Beah found himself being told what to do by civilian men. All the boys found this difficult, and they fought the medical checkups and one-on-one counseling sessions. The drugs given to them by the soldiers were beginning to wear off the boys, and they struggled with cravings. One evening several of the boys even broke into the mini-hospital set up in the home in an attempt to drug themselves. The boys were violent and fought every attempt made to change the harsh brainwashing that had been done to them. Eventually, after a few months, some of the boys started getting through the withdrawal stage, and the violence began to lessen. Once they had time to think about their experiences during war, the boys turned to violence again in order to avoid the difficult images. Beah eventually relearned how to sleep without medicine, but it took several months to do this. His nightmares continued, however. He couldn't reach the memories of his life before the war.

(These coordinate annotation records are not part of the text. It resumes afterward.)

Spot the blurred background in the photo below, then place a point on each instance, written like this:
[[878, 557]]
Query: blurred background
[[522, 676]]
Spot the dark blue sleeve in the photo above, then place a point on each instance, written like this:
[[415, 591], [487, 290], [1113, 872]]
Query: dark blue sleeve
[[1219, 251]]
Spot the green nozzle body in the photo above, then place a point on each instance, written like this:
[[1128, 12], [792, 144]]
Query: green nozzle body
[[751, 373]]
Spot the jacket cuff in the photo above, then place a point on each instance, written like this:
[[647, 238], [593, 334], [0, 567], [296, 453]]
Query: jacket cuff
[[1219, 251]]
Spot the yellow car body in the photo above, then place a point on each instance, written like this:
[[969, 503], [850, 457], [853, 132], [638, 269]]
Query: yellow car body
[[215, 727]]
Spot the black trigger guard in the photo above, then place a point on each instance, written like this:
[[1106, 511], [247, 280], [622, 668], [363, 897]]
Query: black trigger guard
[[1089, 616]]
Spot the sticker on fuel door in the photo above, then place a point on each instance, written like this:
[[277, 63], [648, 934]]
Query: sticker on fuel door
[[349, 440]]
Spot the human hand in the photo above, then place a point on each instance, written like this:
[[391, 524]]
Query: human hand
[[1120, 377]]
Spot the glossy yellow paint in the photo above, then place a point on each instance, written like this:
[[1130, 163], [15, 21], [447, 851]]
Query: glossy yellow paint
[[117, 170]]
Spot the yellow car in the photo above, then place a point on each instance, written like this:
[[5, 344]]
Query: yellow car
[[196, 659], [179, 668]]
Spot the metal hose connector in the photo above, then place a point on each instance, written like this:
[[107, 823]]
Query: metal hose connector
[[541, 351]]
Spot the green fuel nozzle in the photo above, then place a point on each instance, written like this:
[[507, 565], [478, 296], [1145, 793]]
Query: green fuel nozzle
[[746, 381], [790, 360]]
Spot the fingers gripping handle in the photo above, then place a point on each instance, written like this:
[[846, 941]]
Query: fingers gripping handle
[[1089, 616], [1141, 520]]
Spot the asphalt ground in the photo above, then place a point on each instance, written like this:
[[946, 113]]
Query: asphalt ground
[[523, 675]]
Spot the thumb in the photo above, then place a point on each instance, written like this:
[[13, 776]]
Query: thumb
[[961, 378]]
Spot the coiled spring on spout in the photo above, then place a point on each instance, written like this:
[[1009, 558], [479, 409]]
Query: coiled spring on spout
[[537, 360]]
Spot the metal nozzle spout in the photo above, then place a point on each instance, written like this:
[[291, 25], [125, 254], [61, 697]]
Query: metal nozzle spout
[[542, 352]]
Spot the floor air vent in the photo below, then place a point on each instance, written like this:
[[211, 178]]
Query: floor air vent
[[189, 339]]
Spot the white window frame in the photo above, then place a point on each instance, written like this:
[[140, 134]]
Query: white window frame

Beah eventually shared the truth about his experiences to Ester, a nurse at the mini-hospital, when she questioned the multiple wounds on his legs, bullet wounds he received during an enemy ambush. According to Beah, "I told her the whole story not because I really wanted to but because I thought that if I told her some of the truth of my war years, she would be afraid of me and would cease asking questions." Beah was told by the nurse as well as the other staff members that what happened wasn't his fault. He was only a child. Eventually most of the boys at the center found someone they could trust.